É com este antecedente que me proponho a discutir a forma como os casais tantas vezes sonegam uma questão mais importante do que os próprios votos de fidelidade, arriscaria de dizer, que é a questão da responsabilidade (ou mesmo fidelidade) perante os filhos e a salvaguarda dos interesses destes.
Certamente que poucos desconhecerão a célebre afirmação pública de fidelidade por que passa a celebração do matrimónio, que termina com um “até que a morte nos separe”.

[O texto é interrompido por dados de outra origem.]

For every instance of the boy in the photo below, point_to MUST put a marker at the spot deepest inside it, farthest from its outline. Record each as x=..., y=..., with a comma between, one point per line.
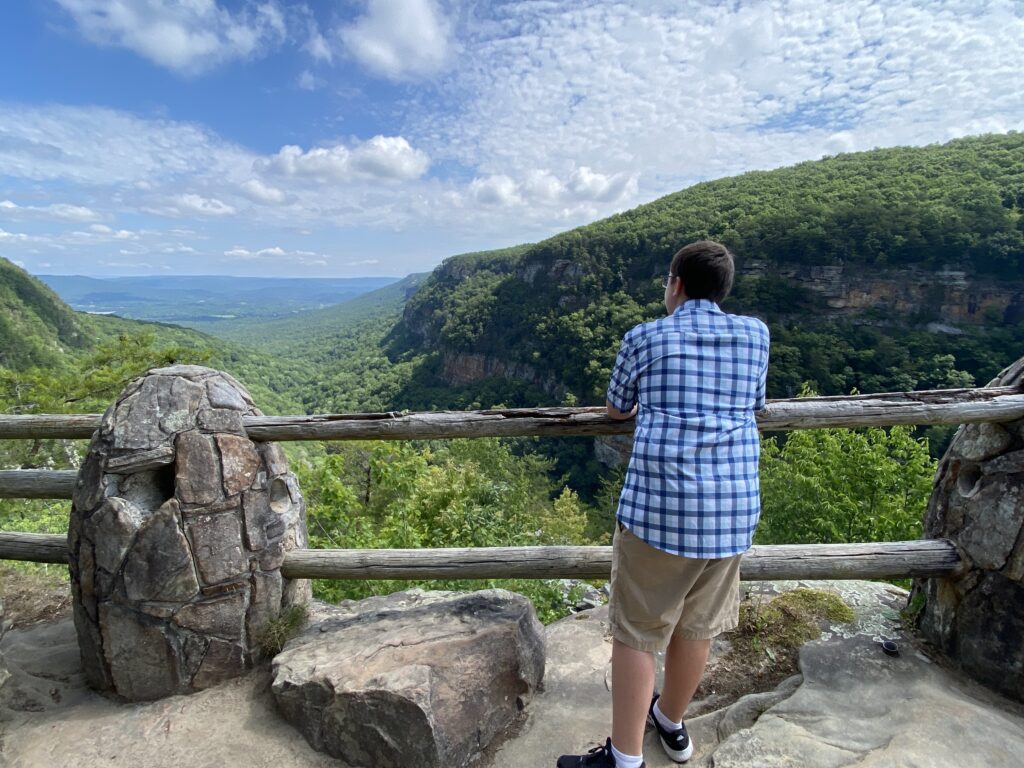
x=690, y=501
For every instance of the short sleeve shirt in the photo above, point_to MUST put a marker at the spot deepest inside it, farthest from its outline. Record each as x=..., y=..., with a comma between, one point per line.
x=692, y=486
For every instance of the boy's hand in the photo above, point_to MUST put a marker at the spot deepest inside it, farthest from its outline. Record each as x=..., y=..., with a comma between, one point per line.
x=617, y=415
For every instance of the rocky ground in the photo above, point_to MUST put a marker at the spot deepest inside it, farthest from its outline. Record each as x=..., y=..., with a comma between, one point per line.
x=851, y=705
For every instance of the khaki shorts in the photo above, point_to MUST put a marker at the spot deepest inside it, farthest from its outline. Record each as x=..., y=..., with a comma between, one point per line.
x=655, y=595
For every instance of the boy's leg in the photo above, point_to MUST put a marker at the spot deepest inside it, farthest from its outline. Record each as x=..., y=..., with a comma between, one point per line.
x=632, y=687
x=684, y=666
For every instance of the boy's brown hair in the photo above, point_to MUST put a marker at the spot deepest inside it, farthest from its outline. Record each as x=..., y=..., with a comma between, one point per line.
x=707, y=269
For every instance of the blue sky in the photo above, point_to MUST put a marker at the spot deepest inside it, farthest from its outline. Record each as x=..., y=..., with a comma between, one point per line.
x=379, y=136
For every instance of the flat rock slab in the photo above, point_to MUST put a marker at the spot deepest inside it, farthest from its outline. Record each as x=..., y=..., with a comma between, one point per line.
x=412, y=679
x=854, y=707
x=48, y=717
x=857, y=708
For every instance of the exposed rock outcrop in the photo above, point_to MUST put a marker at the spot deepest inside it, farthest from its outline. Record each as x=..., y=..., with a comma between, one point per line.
x=978, y=502
x=178, y=529
x=415, y=678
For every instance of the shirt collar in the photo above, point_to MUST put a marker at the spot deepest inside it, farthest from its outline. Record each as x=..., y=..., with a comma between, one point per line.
x=696, y=305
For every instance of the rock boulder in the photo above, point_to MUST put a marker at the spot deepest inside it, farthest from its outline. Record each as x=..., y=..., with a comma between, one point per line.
x=977, y=617
x=178, y=528
x=415, y=678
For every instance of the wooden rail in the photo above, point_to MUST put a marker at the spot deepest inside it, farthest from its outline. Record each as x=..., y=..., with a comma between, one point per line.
x=936, y=557
x=933, y=407
x=37, y=483
x=928, y=408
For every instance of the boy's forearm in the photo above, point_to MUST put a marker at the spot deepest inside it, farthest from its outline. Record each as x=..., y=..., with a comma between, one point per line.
x=617, y=415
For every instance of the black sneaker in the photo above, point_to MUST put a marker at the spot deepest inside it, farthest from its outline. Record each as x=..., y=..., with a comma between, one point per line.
x=677, y=743
x=599, y=757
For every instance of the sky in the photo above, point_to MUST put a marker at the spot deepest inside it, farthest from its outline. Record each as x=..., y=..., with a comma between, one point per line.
x=377, y=137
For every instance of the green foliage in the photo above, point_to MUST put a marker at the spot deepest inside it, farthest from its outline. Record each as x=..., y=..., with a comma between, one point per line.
x=280, y=630
x=36, y=328
x=834, y=485
x=461, y=494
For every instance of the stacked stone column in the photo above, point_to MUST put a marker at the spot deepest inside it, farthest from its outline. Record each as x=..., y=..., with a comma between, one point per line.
x=178, y=529
x=977, y=619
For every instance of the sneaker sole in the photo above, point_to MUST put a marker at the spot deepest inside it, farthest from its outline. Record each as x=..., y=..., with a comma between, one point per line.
x=676, y=756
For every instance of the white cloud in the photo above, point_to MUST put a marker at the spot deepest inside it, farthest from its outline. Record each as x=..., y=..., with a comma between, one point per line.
x=99, y=146
x=381, y=157
x=260, y=193
x=13, y=237
x=399, y=39
x=495, y=190
x=105, y=231
x=186, y=37
x=190, y=204
x=586, y=184
x=59, y=211
x=657, y=95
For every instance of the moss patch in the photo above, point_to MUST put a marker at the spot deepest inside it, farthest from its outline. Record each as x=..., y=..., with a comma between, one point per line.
x=780, y=626
x=279, y=631
x=765, y=647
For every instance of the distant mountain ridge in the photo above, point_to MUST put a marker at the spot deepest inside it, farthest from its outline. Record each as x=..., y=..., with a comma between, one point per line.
x=203, y=301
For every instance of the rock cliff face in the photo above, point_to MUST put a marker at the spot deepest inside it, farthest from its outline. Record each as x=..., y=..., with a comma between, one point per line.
x=469, y=368
x=945, y=301
x=950, y=295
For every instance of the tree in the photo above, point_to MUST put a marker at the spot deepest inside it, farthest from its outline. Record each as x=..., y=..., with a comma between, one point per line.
x=833, y=485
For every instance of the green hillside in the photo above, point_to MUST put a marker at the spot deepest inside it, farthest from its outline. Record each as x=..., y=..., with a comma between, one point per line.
x=55, y=359
x=562, y=305
x=36, y=328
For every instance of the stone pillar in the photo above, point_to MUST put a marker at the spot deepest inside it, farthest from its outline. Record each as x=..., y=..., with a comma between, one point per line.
x=178, y=528
x=977, y=619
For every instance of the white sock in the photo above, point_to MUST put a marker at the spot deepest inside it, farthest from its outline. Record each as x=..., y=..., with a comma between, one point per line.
x=626, y=761
x=664, y=721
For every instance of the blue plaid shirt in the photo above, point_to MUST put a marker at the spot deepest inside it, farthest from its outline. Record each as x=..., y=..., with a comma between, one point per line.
x=692, y=486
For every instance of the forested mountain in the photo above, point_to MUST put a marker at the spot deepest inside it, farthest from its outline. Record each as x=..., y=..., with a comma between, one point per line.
x=36, y=327
x=45, y=345
x=889, y=269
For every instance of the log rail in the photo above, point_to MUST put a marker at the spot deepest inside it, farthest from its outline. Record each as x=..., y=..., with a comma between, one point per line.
x=926, y=558
x=877, y=560
x=927, y=408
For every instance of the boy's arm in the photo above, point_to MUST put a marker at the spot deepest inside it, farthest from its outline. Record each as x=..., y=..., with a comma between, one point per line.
x=763, y=377
x=621, y=399
x=617, y=415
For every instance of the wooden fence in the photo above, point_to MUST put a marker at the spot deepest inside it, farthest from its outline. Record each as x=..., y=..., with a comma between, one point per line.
x=876, y=560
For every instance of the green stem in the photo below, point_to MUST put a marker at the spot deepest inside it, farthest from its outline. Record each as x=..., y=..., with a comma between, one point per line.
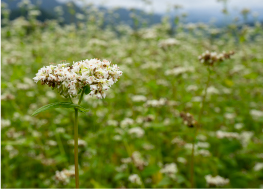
x=76, y=142
x=76, y=148
x=197, y=128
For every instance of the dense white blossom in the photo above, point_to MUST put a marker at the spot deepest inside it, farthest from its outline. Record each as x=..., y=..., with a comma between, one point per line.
x=70, y=80
x=64, y=175
x=170, y=170
x=134, y=178
x=137, y=131
x=216, y=181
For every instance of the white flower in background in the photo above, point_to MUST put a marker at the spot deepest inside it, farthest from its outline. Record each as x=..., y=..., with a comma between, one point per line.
x=80, y=142
x=134, y=178
x=203, y=145
x=179, y=70
x=126, y=122
x=121, y=168
x=182, y=160
x=170, y=170
x=245, y=137
x=212, y=90
x=256, y=114
x=239, y=125
x=139, y=98
x=192, y=88
x=224, y=134
x=216, y=181
x=168, y=42
x=138, y=160
x=258, y=166
x=64, y=175
x=112, y=123
x=137, y=131
x=70, y=80
x=156, y=103
x=5, y=123
x=229, y=115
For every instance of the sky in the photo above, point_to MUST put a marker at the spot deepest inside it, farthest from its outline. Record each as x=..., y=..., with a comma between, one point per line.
x=161, y=6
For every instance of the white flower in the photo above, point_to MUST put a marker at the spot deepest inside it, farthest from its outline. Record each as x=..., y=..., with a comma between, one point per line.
x=64, y=175
x=134, y=178
x=139, y=132
x=170, y=170
x=139, y=98
x=216, y=181
x=258, y=166
x=256, y=114
x=126, y=122
x=70, y=80
x=5, y=123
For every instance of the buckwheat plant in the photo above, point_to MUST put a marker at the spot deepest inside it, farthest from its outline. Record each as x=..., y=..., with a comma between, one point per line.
x=92, y=77
x=209, y=59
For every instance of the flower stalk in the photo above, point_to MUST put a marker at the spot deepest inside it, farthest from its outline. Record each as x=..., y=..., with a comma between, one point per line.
x=197, y=128
x=76, y=142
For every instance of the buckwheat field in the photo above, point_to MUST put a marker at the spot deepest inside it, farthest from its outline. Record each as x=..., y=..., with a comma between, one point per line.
x=186, y=110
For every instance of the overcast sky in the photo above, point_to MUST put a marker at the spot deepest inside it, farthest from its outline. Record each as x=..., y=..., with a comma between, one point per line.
x=161, y=6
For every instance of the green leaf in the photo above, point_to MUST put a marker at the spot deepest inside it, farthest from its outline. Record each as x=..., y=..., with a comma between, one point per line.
x=59, y=105
x=86, y=89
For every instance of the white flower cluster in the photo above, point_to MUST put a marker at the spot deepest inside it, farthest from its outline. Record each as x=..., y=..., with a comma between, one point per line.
x=134, y=178
x=170, y=170
x=70, y=80
x=216, y=181
x=64, y=175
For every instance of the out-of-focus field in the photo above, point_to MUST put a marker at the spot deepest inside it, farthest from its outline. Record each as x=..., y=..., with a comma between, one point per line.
x=137, y=128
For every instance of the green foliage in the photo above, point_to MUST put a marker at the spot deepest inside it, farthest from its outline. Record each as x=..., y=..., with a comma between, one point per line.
x=140, y=116
x=59, y=105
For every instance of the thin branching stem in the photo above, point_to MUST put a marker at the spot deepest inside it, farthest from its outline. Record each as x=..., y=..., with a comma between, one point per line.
x=197, y=128
x=76, y=142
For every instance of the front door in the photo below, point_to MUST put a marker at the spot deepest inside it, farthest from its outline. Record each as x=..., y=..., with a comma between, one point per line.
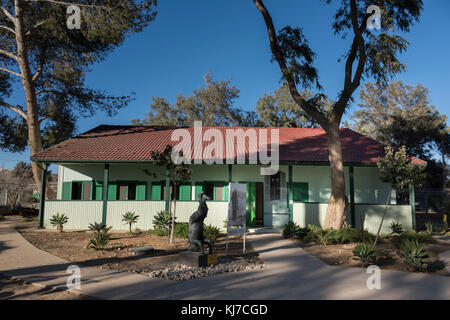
x=255, y=204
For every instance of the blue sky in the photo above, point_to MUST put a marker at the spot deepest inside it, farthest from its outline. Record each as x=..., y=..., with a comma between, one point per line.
x=228, y=38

Este ritual dramático não só tende cada vez mais para um simbolismo ornamental como secundariza a responsabilidade perante a descendência directa que resulte desse matrimónio. Nesse particular, não são tão mediáticos os votos sobre os filhos gerados pelo casal, se é que de facto tais votos existem.

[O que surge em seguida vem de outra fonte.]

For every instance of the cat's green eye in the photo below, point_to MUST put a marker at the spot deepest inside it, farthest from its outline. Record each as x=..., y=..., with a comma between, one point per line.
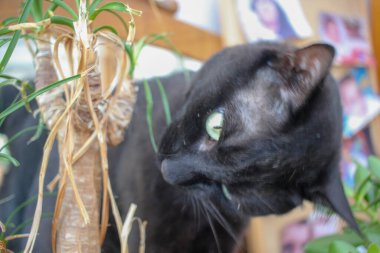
x=214, y=124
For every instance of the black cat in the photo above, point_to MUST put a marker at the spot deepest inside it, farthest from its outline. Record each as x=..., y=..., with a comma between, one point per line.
x=256, y=132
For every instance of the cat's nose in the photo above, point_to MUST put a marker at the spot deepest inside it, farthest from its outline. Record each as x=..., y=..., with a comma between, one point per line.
x=176, y=173
x=171, y=142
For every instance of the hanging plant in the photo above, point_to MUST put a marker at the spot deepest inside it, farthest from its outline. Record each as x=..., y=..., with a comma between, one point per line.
x=90, y=108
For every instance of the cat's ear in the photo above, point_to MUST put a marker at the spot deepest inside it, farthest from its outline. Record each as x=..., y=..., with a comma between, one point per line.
x=314, y=62
x=332, y=195
x=304, y=70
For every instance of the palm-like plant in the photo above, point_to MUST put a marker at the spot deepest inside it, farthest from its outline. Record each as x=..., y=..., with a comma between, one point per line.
x=87, y=103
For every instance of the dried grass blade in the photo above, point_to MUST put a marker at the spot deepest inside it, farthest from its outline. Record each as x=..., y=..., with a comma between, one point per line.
x=57, y=211
x=45, y=159
x=127, y=226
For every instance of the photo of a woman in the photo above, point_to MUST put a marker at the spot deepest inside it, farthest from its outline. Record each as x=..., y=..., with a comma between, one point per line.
x=271, y=19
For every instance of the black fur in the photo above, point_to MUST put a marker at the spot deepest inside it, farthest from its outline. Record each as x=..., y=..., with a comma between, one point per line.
x=280, y=144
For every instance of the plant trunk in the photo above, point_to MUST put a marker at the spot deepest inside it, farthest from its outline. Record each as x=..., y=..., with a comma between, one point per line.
x=98, y=111
x=73, y=234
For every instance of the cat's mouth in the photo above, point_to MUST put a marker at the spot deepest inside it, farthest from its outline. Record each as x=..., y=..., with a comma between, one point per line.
x=191, y=180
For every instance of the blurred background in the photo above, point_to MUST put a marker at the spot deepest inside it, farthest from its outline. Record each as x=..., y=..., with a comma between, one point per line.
x=199, y=28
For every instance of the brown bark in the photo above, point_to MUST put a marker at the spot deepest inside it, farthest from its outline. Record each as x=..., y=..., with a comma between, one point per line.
x=96, y=108
x=73, y=234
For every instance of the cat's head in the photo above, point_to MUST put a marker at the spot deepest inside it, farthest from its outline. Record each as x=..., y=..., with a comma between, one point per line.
x=260, y=131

Para quem sortudamente está alheio ao fenómeno dos divórcios e da partilha dos filhos por parte dos progenitores, falar da parentalidade sob o prisma do litígio relacional é um pouco servir-se de uma discussão mais geral e concentrá-la num problema concreto que é marginal à mera gestão dos divórcios. Interessa hoje saber se os direitos dos pais podem ou devem ser igualados aos das mães, por força da emancipação da mulher e do esforço pela homogeneização cultural dos dois géneros. Esta é uma discussão à qual não nos devemos furtar, e que a meu ver não merece ser conduzida para os terrenos da querela familiar apenas para servir interesse sobre a tutela de menores.